Taking the mask off. Okay, this was a 'fill your mask then take it off' skill- and boy, did I come apart in this one! As soon as the mask was off, I breathed in water through my nose. Cue panic, thrashing, and instant surface. Luckily I was at the shallow end.
Breathe. Calm. Slow the heart rate. You can do this- all things going through my mind. With the mask on, I went again.
And failed.
By the fourth failure I was getting angry. Surfacing in a panic, striking the water and saying "Again" so quickly I was ready to go back down there and re-engage this particular skill that eluded me. I got so angry that Chris actually stopped me and said that I wasn't in the right frame of mind- just calm, breathe, and go again in a few seconds.

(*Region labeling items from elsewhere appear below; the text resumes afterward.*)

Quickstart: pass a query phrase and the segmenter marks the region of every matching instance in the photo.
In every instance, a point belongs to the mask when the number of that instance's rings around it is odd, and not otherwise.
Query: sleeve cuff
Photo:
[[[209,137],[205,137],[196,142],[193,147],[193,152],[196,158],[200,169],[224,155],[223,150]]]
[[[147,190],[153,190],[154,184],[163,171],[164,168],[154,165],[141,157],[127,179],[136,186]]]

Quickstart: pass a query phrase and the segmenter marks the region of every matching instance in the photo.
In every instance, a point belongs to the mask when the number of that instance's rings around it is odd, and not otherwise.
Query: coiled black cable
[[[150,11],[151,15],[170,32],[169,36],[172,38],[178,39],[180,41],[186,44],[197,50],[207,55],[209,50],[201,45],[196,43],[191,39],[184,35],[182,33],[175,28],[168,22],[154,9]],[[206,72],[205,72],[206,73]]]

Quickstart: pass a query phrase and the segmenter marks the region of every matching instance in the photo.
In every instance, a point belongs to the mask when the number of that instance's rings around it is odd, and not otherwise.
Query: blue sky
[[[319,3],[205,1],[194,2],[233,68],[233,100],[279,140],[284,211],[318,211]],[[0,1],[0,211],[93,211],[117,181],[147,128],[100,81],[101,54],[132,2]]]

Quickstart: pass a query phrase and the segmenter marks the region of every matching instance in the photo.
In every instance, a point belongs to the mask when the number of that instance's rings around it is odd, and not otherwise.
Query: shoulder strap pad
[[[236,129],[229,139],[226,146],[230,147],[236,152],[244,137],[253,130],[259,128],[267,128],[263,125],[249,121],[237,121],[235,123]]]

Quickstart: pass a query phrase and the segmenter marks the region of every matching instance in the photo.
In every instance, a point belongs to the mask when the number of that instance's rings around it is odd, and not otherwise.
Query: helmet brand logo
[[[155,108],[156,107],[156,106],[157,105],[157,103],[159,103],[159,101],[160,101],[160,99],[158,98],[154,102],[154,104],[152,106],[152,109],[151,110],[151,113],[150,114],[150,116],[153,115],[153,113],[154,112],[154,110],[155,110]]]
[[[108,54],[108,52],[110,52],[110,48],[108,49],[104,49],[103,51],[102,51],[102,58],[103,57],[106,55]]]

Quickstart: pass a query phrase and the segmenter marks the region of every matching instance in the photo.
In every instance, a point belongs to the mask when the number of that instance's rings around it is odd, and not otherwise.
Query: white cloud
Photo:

After about the seventh or eighth time, I finally did it. One large overdue smile and I knew this could be done- but success wasn't enough. I wanted to do it again, immediately, to prove to myself I could do this.
Time was running out in the evening and I had only just passed this skill but one more test remained- flood the mask, take it off, and breathe from a regulator for thirty seconds without a mask.
First time- mask off, lost it. Spluttering, fearful, nervous- was there any way I was going to be able to do this? Every time I tried to breathe, water flooded my nose. I suppose I'm so used to yoga that breathing through the nose was a natural instinct. Just as with the mask replacement, keeping the air out long enough for that test was manageable, but breathing for thirty seconds?
Chris took me up even as I snorted water- it's a nice touch if your dive instructors recognize you're about to breathe liquid before you actually do. Standing in the shallow end, she had me lean into the water and try breathing without a mask from that position. After a few attempts, I finally did it- just by clenching the nostrils, I could shut out the water.
Back down to the test. Less fear and more determination now- this was different. Fear of drowning and failure was being overtaken by a determination to succeed, to take this skill and conquer it...
And on the second attempt, it worked. Chris and Ralph were all smiles and handshakes but inside I didn't feel it. The lesson was harder than I realized, more challenging and difficult than I could have believed. Another problem with fear lies in the levels to which we drive ourselves to conquer it. Sometimes, only perfection will do and falling short of a perfect success erodes our confidence with the awful thought of "yes, I did it, but I could have done better"
Even worse, I hadn't enjoyed the lesson. It was a lot of hard work, and whilst I was still going to continue, I beat myself all the way home with a very large mental stick.
If I was going to beat this fear, I would have to work harder. Even as part of me knew that was the wrong attitude to take, it was what I felt- it was part of me. A set back within a leap forward. A self appointed challenge to be beaten.